I'm with Janice on the burning feeling.
For the record, making universal generalizations about The Whole Entire World of Lesbians (or anything else for that matter) based solely on ones' circle of friends and acquaintances, does not make for a good argument. I hope her arguments as an attorney hold more water...
If, as she claims, being a woman (and therefore a feminist?) is a state of mind, and not a particular look, how does that exclude everyone who doesn't, per her rules, appear to be a woman? OH... because she said so.(Her seeming assertion that Real Lesbians don't wear skirts is also baffling).
This makes me all kinds of bent.
I guess everybody has to pick on somebody to feel better about themselves...unsurprising, but too bad she can't that's really what this amounts to.
Well, that was really odd reading. A real control freak, I'd say. So, TR, if you position yourself as a queer and dress and behave in a not so acceptable manner then I apparently am more of a typical helpless victim-type heterosexual who dressed as I did sometimes because it got me lots and lots of male attention (not the same as approval seeking) sex babies husband and lots of other things that I liked to get from men for just dressing up-which I liked to do anyway. Those were hard times for me in the San Francisco feminism scene.
Chacun son gout, I said, and good riddance.
Time for her to read "Boots of Leather, Slippers of Gold."
As far as I can tell, most of the feminist transphobes of note never actually changed their minds, though the attacks on butch/femme lesbians do seem to have largely died out.
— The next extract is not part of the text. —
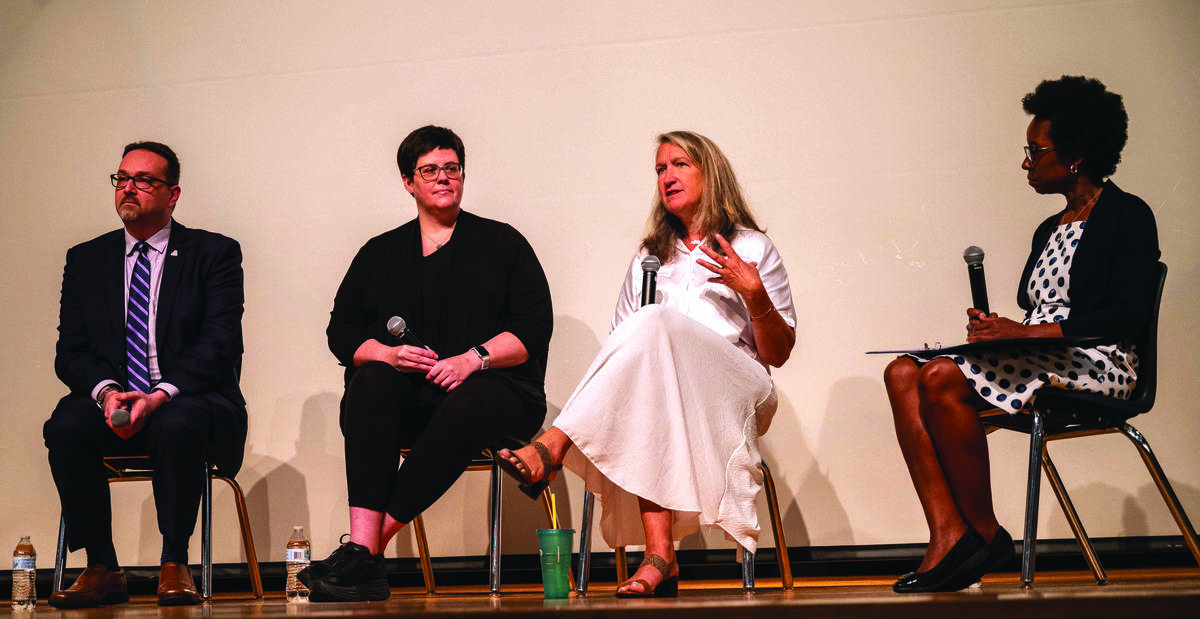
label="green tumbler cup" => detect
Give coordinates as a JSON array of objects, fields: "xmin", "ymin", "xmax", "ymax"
[{"xmin": 538, "ymin": 529, "xmax": 575, "ymax": 600}]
For example, here in the UK we've had feminist transphobia published in the Guardian, a respectable left-wingish paper, as recently as 2007 to surprisingly muted reactions. In fact, if we include Germaine Greer's subtle transphobia last summer, it's happened within the last year. Both women still write for the Guardian regularly. Thankfully, the government managed to grant trans* people some protection under anti-discrimination law despite this.
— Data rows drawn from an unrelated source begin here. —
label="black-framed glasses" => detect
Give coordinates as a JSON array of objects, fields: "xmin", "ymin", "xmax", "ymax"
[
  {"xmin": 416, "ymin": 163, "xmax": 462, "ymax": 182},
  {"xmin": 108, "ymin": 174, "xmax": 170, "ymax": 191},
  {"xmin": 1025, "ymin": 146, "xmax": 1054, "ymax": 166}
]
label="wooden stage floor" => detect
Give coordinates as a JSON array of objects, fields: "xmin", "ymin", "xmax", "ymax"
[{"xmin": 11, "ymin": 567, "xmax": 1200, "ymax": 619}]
Oh, and I've noticed that second wave feminism and anti-pornography activism indeed appears to have been a lot nastier than modern views on it suggest. There was the accusations of paedophilia and conspiring with paedophiles made against the important sex-positive activists, for a start...
(Still haven't managed to find published info the apparent crowbar attack on a London lesbian S/M nightclub and its patrons by feminist radicals some years ago, though. Unfortunately, the UK BDSM community is a secretive lot, and the fact I'm not an academic doesn't help.)